Düsseldorf – Als beide an der Naumann-Stiftung erstmals aufeinandertrafen, war der Jüngere Zivi, der Ältere wissenschaftlicher Referent. „Wir hatten von Anfang an einen guten Draht. Wenn uns damals jemand gesagt hätte, dass er mal Parteichef der NRW-FDP werden sollte und ich sein Nachfolger, hätten wir das nicht geglaubt.“
Joachim Stamp (47) spricht über Christian Lindner (39). Nachdem die Lichtgestalt der NRW-Liberalen zurück nach Berlin gewechselt ist, ist Stamp die Nummer eins in der Landes-FDP. Weil der Wechsel von Lindner in den Bundestag lange geplant war, wurde der Politiker aus Bonn nach dem überraschenden Wahlsieg von Schwarz-Gelb als Minister für Kinder, Familie, Flüchtlinge und Integration und als Stellvertreter von Ministerpräsident Armin Laschet (CDU) ins Kabinett berufen. Lindner hinterlässt große Fußstapfen. Durch sein Talent hat er die Liberalen in NRW fast im Alleingang zurück an die Macht geführt. Sein Nachfolger zu sein ist eine Bürde. Die Partei scheint das zu spüren und streichelt Stamp. Beim Parteitag in Neuss erhielt er 92,8 Prozent der Stimmen.

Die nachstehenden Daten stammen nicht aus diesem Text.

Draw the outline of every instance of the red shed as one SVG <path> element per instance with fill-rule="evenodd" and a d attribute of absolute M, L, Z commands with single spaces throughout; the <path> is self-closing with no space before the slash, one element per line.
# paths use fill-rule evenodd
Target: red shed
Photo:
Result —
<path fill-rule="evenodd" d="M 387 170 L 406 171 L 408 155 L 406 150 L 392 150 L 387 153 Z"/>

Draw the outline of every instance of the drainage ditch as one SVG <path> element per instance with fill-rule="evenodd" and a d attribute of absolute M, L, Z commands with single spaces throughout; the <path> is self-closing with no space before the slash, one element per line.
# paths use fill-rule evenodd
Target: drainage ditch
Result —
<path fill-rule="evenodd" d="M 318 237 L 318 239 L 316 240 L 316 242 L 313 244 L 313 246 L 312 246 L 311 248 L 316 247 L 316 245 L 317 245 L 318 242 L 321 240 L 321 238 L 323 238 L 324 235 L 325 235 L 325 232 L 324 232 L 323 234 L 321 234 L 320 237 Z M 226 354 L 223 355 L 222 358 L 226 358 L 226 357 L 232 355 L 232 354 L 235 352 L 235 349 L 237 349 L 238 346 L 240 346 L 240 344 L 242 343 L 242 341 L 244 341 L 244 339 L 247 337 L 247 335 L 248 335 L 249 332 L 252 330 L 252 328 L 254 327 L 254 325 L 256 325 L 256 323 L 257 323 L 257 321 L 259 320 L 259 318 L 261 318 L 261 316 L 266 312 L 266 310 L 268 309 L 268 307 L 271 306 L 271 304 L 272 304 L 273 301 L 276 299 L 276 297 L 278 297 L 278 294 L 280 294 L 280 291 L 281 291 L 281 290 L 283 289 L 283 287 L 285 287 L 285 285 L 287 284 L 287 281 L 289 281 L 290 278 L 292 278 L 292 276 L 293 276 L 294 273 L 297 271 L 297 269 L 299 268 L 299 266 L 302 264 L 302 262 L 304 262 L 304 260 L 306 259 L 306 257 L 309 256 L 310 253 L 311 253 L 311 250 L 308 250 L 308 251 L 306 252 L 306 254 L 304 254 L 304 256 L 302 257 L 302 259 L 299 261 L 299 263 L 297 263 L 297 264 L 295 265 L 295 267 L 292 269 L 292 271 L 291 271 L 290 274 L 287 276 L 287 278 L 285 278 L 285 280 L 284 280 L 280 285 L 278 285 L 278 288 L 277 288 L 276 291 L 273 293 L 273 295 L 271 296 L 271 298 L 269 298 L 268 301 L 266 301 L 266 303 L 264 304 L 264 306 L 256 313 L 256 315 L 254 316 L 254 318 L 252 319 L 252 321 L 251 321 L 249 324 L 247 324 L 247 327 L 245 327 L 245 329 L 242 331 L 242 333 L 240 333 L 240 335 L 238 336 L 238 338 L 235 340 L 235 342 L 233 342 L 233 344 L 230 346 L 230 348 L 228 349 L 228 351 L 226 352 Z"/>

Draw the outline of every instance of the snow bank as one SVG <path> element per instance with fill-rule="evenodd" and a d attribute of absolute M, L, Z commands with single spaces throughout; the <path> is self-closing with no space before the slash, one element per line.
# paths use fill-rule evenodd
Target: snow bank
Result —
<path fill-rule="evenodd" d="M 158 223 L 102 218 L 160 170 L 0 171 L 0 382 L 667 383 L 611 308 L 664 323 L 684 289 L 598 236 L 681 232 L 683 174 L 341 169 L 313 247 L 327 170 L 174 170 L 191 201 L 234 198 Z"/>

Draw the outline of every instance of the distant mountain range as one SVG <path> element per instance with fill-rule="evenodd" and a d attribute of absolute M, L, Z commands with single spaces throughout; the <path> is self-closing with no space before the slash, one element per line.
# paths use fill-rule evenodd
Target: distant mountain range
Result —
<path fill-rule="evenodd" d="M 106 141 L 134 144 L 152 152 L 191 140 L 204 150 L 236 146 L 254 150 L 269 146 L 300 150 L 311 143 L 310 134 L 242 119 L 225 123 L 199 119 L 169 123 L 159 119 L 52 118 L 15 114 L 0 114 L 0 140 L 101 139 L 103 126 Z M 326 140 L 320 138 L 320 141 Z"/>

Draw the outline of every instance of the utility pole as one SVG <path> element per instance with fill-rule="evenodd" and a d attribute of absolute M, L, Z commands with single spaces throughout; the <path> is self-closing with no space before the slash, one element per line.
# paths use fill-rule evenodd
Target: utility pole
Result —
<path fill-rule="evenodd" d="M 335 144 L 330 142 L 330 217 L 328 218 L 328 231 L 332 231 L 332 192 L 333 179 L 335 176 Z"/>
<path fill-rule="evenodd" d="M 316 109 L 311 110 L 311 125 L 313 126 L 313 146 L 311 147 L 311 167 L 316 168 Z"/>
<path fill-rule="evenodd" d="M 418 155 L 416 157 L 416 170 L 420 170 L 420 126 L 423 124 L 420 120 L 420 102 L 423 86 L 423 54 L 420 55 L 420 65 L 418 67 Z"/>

Fachlich macht Stamp niemand etwas vor
Stamp ist nicht Lindner, aber das kann ja auch ein Vorteil sein, heißt es in der Landtagsfraktion. Fachlich mache dem Minister für Integration und Familie keiner was vor. Wo Lindner durch seine Rhetorik beeindruckte, punktet der ehemalige Mitarbeiter von Guido Westerwelle mit Sachlichkeit. Glamour und Show sind nicht sein Ding, der Familienvater wirkt eher unprätentiös und ist bodenständig. Lindner fährt Porsche, Stamp packt seine Frau und die beiden kleinen Töchter in einen Kleinwagen. „Ich habe mir gebraucht einen weißen Fiat 500 mit rotem Faltdach gekauft“, sagt der Minister schmunzelnd.
Stamp wohnt im Süden von Bonn, im Stadtteil Röttgen. Die Parteispitze wurde auf ihn aufmerksam, weil er dort als Kommunalpolitiker Rekordergebnisse erzielte. 2009 bekam er 67,6 Prozent der Stimmen. „Wie macht der das?“, fragte sich der damalige FDP-Landeschef Andreas Pinkwart – und beförderte den Religionswissenschaftler 2010 zum Generalsekretär.
In Bonn war Stamp nah bei den Menschen. „Meine Mutter war Kantorin der evangelischen Thomaskirchengemeinde in meinem Heimatort. Ich bin in Röttgen gemeinsam mit meiner Tante, die dort Ärztin war, aufgewachsen“, erzählt der Liberale. „Ich bin kein Vereinsmeier, aber ich unterstütze unsere örtlichen Vereine.“ Seit Jahren nimmt er an der Seniorenfahrt mit dem Schiff von Bonn nach Linz teil. „Bis 2004 war ich Innenverteidiger bei Rot-Weiß Röttgen in der Kreisliga C“, sagt Stamp. Auch in der Landespolitik wirkt er geerdet.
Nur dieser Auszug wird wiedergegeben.